Weekly Ramblings for November 17th, 2019
January 01, 0001This is Barnaby Castle in Providence, Rhode Island. Some of my friends live here, and it is currently undergoing incredible rennovations. The castle was apparently neglected for many years, and fell into disrepair, but it is still a very recognizable landmark that apparently everybody in Providence knows about. Currently it consists of something like five separate apartments, with signs of room for several more as the owner progressively continues with improvements.
I rather like my visits there, but I could really not live in the middle of a construction site.
Photography
Those who know me know that photography has been a significant part of my life for eight years now. Three cameras, many thousands of photos, and a bit shy of 1000 photos fully developed.
Photography on Linux, especially HDR photography, is definitely a trial. Five years ago I tried to build an HDR processor for Linux, but I never actually succeeded. I always ended up with a result that didn’t look like it could even be tone mapped correctly.
Sadly, the state of photography on Linux really hasn’t changed in that time. Digikam is still the best tool for the organization job, but it’s incredibly clunky with a 2000’s user interface when we’re about to enter the 2020’s. HDR photography exists in Luminance HDR, which is still very user unfriendly in that it presents the tone mappers to the user with just the names of the people who created them, and doesn’t allow the user to apply multiple different tone mapping operations to the same file.
Since I want to be doing my photography now, I’ve updated and rebuilt some old applications that chain together Hugin’s align_image_stack
tool, RawTherapee, and pfstools into a semi-coherent whole. But since pfs-tools is batch mode only, there is no interactivity for me to run some tone mappers and view the results.
This is a hard problem. There is no way that I would ever say that it is not. It saddens me that the Linux tools have not advanced since 2011, though it saddens me more that I failed to actually build a tool myself.
At this point, these tools do the job, but it appears that Photomatix now exists for Linux, and I’ll need to see how to rebundle it for NixOS.

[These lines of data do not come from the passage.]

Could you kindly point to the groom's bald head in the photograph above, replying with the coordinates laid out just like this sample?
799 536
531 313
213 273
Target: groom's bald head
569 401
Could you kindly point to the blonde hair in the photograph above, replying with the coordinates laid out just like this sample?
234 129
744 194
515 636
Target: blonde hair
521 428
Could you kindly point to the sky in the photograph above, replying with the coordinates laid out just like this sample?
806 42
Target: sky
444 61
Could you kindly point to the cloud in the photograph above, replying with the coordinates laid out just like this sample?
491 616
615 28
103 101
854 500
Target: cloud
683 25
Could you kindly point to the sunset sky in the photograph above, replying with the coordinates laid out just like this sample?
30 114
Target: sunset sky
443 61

Though I have not given up the dream for building an entire excellent toolkit for doing photo editing on Linux.
Fitnesstrax and GTK
I spent a few hours reworking Fitnesstrax to be a GTK application, and had some interesting results. By interesting, I mean that I can get data to appear on the screen, but not in good format and certainly not in an interactive way.
Terrifyingly, I have learned that GTK 3 uses CSS for actually styling components. While this may make some things easier for me, I am terrified of doing CSS-style programming without all of the DOM-tree examination that is available in the browser. I will learn more about that in the upcoming week and will write more next time.
I will also need to learn how to handle state and its interactions with components. I have gotten very accustomed to React, Redux, changing the properties of a component to have it automatically update, making the Redux store look like properties. If I understand things correctly, React and Redux basically amount to Functional Reactive Programming. Rust has Carboxyl, but not really anything else comes up in Google. On the other hand, when I did Haskell programming I never fully understood functional reactive programming, so I may end up building something terrible, or I may hand-roll something more naive. In the very distant past, I set up a Mediator pattern where different parts of the application would listen to application events. I could possibly do something similar here, where state updates trigger mediator events.
But, likely, I should start by looking more deeply at Carboxyl, because FRP is generally a good tool.
And, that’s it for this week.
As always, I keep my nixos configuration and my nix shell on Github, so if you see anything Nix-related that interests you, that is where to see how I accomplished my tasks.